Opera audiences are usually disappointed to see an administrator stride onstage before a performance to announce a last-minute cast change, but every so often the audience gets a lot more than they expected. A case in point is soprano Latonia Moore, who will sing the title role of Verdi’s Aida at Ravinia on August 3. In March 2012 the same role was the vehicle of her stunningly triumphant Metropolitan Opera debut when she stepped in to replace the ailing Violeta Urmana, an event shared and celebrated by many thousands of operaphiles who heard the performance on a live radio broadcast.
Moore’s “star is born” experience puts her in exalted company, indeed. Back in 1957, another young American soprano made an unexpected debut in the same role after Antonietta Stella became indisposed at San Francisco Opera, where Leontyne Price had just made her company debut as Madame Lidoine in the American premiere production of Poulenc’s Dialogues of the Carmelites. It was her first opportunity to perform the title role of Aida, but hardly the last; Price came to virtually own the role, reigning as the pre-eminent Aida until her retirement from the opera stage in 1985.
But Price had another and more amusing experience as a last-minute Aida replacement. In 1981 she was back in San Francisco to sing a series of performances as Leonora in Verdi’s Il trovatore. During the same SFO season, legendary tenor Luciano Pavarotti was undertaking the role of Radames in Aida for the very first time in his career, opposite Welsh soprano Margaret Price.
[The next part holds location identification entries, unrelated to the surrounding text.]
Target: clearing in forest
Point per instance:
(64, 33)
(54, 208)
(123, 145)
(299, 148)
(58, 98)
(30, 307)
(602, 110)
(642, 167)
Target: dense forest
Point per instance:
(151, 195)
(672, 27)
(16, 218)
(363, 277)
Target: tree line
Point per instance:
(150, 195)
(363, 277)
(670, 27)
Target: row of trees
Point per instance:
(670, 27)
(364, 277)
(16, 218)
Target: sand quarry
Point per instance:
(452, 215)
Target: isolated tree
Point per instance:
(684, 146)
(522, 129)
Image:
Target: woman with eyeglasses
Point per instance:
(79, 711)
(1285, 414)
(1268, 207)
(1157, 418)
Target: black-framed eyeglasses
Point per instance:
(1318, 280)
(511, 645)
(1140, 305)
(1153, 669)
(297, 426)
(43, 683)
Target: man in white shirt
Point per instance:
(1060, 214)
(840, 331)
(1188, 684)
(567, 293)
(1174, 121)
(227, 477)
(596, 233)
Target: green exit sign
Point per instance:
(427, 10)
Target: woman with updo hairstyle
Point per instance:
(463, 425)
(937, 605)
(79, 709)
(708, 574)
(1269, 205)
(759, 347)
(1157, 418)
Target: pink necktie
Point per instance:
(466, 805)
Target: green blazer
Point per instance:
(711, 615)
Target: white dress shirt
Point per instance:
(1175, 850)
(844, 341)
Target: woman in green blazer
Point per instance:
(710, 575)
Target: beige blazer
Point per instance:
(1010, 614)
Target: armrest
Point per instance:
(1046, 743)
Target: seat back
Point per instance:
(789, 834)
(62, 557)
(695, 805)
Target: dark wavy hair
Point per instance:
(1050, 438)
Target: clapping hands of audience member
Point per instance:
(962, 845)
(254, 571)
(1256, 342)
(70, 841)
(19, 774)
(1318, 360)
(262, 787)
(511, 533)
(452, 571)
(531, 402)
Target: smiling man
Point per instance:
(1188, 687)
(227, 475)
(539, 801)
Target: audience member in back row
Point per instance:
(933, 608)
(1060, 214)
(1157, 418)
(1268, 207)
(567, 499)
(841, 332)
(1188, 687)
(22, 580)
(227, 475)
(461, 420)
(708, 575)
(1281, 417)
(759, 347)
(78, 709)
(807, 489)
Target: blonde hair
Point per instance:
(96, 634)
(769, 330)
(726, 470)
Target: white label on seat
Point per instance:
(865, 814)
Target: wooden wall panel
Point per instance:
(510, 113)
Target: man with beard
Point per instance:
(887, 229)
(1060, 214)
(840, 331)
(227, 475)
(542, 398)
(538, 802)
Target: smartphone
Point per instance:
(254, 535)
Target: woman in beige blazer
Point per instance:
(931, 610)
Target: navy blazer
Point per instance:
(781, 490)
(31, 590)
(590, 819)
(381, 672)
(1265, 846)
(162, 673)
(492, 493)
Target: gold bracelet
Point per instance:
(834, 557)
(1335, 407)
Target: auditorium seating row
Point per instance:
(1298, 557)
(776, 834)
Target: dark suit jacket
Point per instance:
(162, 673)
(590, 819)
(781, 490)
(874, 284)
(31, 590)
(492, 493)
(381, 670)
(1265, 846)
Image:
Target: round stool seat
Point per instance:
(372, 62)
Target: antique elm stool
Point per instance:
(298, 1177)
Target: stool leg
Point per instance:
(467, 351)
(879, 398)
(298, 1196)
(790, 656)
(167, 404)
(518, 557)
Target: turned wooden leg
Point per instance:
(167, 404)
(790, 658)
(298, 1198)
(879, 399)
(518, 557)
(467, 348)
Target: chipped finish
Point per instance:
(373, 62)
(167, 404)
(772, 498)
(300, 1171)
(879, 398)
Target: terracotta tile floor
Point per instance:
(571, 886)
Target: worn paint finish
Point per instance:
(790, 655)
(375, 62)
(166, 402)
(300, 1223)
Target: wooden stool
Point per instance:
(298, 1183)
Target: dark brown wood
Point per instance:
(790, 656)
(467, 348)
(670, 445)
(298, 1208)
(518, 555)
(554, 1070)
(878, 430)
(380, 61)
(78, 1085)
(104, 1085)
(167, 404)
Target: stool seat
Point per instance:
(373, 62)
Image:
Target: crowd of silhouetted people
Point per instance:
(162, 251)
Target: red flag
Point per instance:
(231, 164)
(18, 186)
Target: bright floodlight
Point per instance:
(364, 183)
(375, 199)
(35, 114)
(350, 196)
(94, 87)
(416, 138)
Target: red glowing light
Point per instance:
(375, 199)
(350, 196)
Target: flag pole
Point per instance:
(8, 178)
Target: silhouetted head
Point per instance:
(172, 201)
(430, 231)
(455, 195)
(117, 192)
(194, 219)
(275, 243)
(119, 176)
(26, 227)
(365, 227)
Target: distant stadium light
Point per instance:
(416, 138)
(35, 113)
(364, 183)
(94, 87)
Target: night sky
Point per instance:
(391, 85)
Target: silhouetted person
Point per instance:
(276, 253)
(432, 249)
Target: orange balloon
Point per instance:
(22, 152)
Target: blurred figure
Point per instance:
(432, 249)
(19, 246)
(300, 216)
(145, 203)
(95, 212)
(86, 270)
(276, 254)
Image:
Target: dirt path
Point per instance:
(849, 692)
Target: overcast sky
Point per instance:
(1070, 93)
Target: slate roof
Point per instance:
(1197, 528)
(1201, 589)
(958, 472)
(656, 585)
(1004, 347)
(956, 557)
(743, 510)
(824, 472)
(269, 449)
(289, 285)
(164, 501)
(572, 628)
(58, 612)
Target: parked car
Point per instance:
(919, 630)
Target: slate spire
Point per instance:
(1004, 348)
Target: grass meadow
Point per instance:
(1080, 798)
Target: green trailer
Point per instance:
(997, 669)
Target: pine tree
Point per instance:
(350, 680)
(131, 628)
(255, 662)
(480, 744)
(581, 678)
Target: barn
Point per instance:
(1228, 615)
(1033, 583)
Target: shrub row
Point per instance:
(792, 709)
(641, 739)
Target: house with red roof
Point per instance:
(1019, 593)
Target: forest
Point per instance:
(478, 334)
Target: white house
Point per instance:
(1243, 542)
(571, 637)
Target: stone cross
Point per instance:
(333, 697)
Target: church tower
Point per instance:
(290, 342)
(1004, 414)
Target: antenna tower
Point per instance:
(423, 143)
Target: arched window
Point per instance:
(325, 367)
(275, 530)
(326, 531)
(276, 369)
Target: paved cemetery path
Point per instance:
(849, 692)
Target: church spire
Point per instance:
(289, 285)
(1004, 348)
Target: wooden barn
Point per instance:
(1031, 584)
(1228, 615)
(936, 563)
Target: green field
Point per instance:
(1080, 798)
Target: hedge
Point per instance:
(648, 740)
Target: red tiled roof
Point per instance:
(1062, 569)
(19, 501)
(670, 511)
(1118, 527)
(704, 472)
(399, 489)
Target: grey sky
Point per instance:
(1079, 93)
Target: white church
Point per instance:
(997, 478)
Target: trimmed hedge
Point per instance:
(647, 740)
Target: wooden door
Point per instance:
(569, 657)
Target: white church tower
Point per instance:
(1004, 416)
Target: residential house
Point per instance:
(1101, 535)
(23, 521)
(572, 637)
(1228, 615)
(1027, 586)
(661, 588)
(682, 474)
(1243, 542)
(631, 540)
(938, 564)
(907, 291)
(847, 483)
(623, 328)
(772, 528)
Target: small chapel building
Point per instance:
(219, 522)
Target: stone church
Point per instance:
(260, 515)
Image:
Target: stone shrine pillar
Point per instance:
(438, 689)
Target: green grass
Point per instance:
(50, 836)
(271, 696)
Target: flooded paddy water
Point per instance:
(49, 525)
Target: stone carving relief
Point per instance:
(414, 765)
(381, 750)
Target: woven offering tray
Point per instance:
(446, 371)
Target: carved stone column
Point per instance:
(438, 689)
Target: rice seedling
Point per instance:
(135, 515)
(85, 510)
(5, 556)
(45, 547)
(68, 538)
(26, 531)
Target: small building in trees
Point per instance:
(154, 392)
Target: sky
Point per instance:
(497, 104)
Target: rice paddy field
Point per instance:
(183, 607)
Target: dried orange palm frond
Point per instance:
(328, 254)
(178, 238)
But once again, the leading lady became ill, and SFO General Director Kurt Herbert Adler implored Leontyne to step in for one performance. Price was well aware that she was holding all the aces in this negotiation, and is reported to have asked Adler, “How much is the fat boy getting?” Upon hearing his fee, she responded, “I want one dollar more.” She got it! (This story, by the way, is corroborated in the memoir by Pavarotti’s manager Herbert Breslin, The King & I.)
Latonia Moore will be appearing opposite another acclaimed tenor on August 3, when Roberto Alagna makes his Ravinia debut as Radames, along with RSMI alumna Michelle DeYoung as Amneris and the Chicago Symphony Orchestra and Chorus conducted by James Conlon. It is a performance not to be missed!